As we note below, SPC Marc A. Hall’s counsel have filed action in U.S. district court seeking an order preventing the Army from sending him to Kuwait–or Iraq, as the memorandum in support of TRO alleges–to be tried by court-martial.  The case is Hall v. McHugh, 4:10-cv-00030-WTM-GRS, which is pending in the Southern District of Georgia.  We’ve posted Hall’s memorandum in support of his motion for a TRO here.

3 Responses to “Memorandum in support of TRO in Hall v. McHugh”

  1. No Man says:

    Am I reading that wrong or is the defendnat asserting a Sixth A. right to jury trial in a FN and right to a public trial? Down right Judge Crawford-esque. Amazingly not a single cite to the Watada case.

  2. John O'Connor says:

    I have lots of random thoughts about this:

    1. I could see a claim here if the military inexplicably set venue at a distant place such that you couldn’t afford to bring your civilian counsel there.
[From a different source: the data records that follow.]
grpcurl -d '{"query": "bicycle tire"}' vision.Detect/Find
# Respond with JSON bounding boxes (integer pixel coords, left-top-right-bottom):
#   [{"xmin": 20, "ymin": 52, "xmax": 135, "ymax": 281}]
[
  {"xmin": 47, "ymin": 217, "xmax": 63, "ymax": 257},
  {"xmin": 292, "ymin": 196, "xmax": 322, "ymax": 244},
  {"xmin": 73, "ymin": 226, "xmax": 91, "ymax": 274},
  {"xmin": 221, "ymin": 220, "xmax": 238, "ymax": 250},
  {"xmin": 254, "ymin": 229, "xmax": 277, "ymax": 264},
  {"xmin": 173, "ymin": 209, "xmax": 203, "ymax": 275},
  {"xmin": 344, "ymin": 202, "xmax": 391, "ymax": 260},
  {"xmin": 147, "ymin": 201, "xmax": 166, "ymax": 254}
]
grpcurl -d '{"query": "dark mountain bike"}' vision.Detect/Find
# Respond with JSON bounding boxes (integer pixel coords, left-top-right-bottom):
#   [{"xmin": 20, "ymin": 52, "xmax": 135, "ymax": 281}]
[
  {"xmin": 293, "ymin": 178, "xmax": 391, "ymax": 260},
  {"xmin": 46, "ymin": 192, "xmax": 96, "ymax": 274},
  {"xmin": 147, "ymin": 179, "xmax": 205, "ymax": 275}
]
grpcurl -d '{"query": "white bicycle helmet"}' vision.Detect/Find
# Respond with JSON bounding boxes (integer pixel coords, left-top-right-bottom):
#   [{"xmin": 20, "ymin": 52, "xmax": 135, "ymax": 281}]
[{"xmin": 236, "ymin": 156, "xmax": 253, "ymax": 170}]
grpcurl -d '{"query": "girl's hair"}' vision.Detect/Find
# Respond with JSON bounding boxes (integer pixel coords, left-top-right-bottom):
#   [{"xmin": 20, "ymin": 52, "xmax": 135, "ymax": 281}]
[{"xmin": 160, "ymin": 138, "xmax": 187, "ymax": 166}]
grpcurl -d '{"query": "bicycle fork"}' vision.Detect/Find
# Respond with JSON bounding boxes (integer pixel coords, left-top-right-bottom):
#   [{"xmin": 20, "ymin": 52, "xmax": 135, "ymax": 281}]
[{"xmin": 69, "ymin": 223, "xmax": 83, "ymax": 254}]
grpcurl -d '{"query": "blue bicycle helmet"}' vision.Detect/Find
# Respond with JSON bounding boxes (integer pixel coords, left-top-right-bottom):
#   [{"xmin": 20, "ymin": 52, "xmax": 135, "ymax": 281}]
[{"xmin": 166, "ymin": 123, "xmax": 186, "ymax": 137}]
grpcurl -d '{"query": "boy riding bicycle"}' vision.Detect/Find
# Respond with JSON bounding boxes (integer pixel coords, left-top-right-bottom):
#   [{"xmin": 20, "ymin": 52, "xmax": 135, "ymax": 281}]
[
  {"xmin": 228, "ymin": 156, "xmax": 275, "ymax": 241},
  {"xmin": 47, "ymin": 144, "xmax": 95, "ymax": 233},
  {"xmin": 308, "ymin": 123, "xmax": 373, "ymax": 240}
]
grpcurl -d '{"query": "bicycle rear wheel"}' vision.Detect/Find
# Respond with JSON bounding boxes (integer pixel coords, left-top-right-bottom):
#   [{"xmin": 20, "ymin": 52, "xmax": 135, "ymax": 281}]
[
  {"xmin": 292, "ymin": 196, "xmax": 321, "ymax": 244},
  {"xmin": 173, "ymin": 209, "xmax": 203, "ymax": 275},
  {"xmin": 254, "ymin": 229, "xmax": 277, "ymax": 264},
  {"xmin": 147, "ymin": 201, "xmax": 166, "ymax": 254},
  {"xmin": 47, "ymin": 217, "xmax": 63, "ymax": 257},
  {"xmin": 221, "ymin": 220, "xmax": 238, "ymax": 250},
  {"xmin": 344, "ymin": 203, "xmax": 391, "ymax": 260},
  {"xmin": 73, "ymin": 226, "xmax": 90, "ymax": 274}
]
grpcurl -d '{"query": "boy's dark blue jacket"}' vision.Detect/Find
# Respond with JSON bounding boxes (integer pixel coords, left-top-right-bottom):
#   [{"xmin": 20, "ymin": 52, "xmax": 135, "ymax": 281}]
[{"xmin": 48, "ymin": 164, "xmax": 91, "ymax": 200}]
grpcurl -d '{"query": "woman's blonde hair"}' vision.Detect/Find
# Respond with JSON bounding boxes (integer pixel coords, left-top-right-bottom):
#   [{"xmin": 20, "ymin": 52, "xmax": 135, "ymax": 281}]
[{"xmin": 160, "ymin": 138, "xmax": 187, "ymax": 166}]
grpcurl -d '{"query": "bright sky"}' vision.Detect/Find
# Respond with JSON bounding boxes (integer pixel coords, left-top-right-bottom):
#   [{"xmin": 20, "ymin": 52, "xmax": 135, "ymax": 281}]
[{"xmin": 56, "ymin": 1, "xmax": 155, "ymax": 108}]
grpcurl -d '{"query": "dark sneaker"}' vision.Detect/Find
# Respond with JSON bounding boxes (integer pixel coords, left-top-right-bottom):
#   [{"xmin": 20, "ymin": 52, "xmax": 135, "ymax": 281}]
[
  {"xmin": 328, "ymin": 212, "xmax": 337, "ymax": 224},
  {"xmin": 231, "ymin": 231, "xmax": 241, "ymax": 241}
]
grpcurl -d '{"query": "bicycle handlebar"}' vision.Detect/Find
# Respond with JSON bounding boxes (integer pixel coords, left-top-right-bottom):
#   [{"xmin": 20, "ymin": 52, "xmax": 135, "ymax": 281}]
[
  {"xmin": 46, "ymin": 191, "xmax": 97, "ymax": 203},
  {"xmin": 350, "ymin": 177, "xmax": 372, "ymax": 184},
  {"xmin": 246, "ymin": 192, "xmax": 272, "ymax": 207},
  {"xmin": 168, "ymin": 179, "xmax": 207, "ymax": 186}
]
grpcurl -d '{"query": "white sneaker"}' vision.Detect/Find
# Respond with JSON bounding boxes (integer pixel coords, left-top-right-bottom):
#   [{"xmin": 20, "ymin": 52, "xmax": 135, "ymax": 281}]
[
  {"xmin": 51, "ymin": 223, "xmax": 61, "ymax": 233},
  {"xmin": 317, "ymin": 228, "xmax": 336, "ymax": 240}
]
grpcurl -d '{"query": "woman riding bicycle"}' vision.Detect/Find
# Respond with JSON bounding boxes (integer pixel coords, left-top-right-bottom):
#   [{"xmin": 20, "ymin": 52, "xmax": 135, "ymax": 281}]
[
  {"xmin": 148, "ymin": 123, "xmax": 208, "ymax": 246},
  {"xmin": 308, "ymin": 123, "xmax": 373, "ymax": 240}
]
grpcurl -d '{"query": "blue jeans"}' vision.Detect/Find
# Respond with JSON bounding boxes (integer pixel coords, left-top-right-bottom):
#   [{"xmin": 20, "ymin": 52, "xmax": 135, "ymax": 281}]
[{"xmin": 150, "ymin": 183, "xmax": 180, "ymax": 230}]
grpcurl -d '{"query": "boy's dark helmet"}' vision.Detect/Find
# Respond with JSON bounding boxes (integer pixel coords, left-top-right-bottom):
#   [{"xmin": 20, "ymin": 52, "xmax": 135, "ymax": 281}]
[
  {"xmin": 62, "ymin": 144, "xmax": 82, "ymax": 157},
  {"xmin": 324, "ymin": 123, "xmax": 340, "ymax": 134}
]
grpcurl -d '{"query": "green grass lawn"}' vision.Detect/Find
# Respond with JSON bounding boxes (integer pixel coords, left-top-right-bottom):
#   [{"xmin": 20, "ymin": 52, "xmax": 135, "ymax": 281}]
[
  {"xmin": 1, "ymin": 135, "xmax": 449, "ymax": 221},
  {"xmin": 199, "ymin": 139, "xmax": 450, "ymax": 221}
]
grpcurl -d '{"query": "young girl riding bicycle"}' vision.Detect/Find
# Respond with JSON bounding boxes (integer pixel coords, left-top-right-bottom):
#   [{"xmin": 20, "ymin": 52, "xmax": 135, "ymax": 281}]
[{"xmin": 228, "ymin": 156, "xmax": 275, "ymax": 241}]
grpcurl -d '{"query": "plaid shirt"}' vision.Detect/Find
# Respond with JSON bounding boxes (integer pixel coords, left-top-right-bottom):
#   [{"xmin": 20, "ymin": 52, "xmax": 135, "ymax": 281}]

    2. The fact that the non-skulkers in Hall’s unit are already over there, in my mind, fatally undermines any claim by Hall that he has an entitlement tio be tried where his unit isn’t.

    3. Even if Hall had a claim, I think under Councilman that it remains a claim to be vindicated in the military courts.

    4. It doesn’t really help Hall’s case that he doesn’t have civilian counsel for his court-martial, and the habeas petition concedes that he might not get civilian counsel even if the case remained in the U.S.

    5. I don’t see a good showing of what witnesses in the U.S. are needed and couldn’t be made available. I imagine this issue could be resolved through videoconference in large part.

    6. Judges are not given the task of running the Army.

  3. Peter E. Brownback III says:

    Ignoring the lack of knowledge about military law shown by the comment about the relationship between a convening authority and a military judge in a court-martial

    (Petitioner has no other recourse but this Court. His only other avenue for redress would be pretrial motions filed with the military judge presiding over his court-martial. However, there is no military judge because the convening authority who would summon the judge does not yet have jurisdiction over petitioner, who remains in the United States. See pp. 7-8.),

    I still do not understand the status of the case. None of the matters in the post actually state whether or not Hall’s case has been referred to a court-martial.

    Does anyone know if the case has been referred?